Si la justice familiale concerne toutes les classes sociales, elle oppose aussi systématiquement un homme à une femme (jusqu’à l’ouverture du mariage et de l’adoption aux conjoints de même sexe en 2013). On sait que dans le cadre de la vie conjugale, les femmes accomplissent l’essentiel des tâches domestiques [2], le plus souvent au prix de leur carrière professionnelle (inactivité, cessations temporaires d’activité, travail à temps partiel, renoncement aux professions les plus chronophages) [3]. Ce sacrifice se traduit par des revenus salariaux et des retraites nettement inférieurs à ceux de leur conjoint. Après la séparation, ces inégalités se maintiennent, voire s’aggravent : différentes études montrent [4] que le niveau de vie des femmes baisse nettement après la séparation, tandis que celui des hommes se maintient ; et les femmes continuent à assumer massivement la garde des enfants (environ 80 % des enfants de parents séparés vivent exclusivement avec leur mère, et c’est encore plus massivement le cas lorsqu’ils sont en âge préscolaire). Quelle est la part de l’activité judiciaire dans cet état de fait ?
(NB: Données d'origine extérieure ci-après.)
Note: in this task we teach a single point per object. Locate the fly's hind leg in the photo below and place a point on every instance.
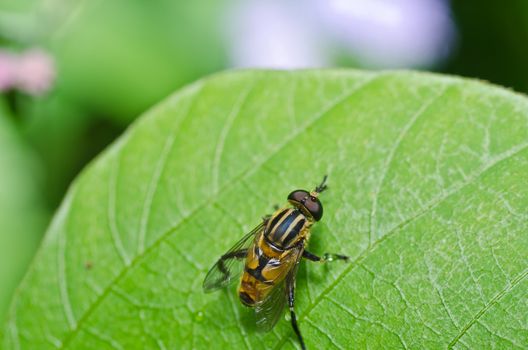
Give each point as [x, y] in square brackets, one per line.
[327, 257]
[291, 303]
Une prise en charge maternelle rarement remise en cause

Parce que les juges doivent faire vite, ils entérinent le plus souvent les demandes des parents en matière de résidence des enfants. Or, comme le montre un rapport remis au ministère de la Justice sur un large échantillon , dans plus de 90 % des cas, la mère a la garde des enfants sans que le père exprime un autre souhait. Les juges prennent donc, en la matière, des décisions standardisées (résidence chez la mère, « droit de visite et d’hébergement classique » un week-end sur deux chez le père), qui s’imposent comme une évidence aux justiciables. Les magistrats ont rarement le temps de faire émerger d’autres solutions plus originales et adaptées pour des mères qui se sont déjà beaucoup investies dans la prise en charge de leurs enfants et des pères qui bouleverseraient difficilement leurs choix (ou contraintes) professionnelles.
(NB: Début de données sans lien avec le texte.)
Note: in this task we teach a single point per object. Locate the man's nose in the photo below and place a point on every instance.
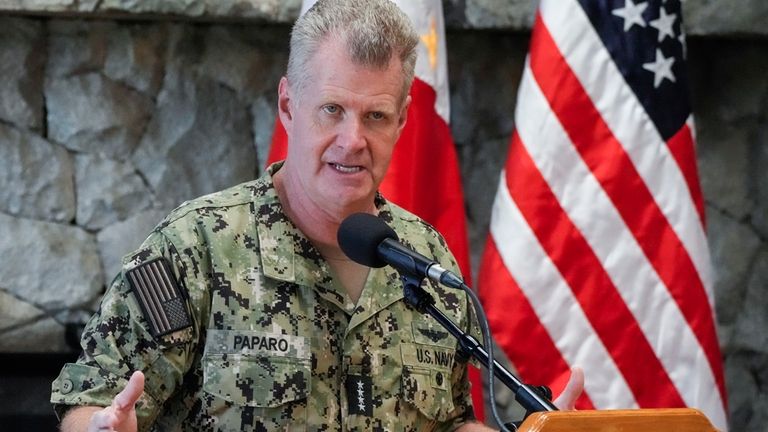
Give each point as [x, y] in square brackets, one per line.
[352, 136]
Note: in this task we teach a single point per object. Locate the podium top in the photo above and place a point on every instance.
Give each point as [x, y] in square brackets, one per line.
[638, 420]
La non-reconnaissance du travail féminin

Parce que les juges doivent prendre des décisions rapides et pérennes (ils veulent éviter que les justiciables ne reviennent), ils fixent aussi des pensions alimentaires relativement basses. Ils vérifient avant toute chose la solvabilité du parent non gardien (généralement le père) et s’enquièrent plus rarement du coût réel de l’éducation des enfants, uniquement lorsque le revenu du père leur donne une certaine latitude de décision. Ce coût est alors défini de façon minimaliste, restreint à certaines dépenses strictement dédiées aux enfants, à l’exclusion par exemple du logement. Ainsi, les pensions alimentaires n’excèdent 300 euros par mois que dans 7 % des cas. Dans un tiers des affaires, le parent non gardien est jugé insolvable et dans un autre tiers la pension fixée est inférieure à 150 euros. Ces montants de pension sont évidemment très loin de recouvrir les dépenses faites pour les enfants et, au-delà, le poids de leur prise en charge sur la carrière professionnelle et donc majoritairement sur le revenu des femmes séparées, à court et à long terme.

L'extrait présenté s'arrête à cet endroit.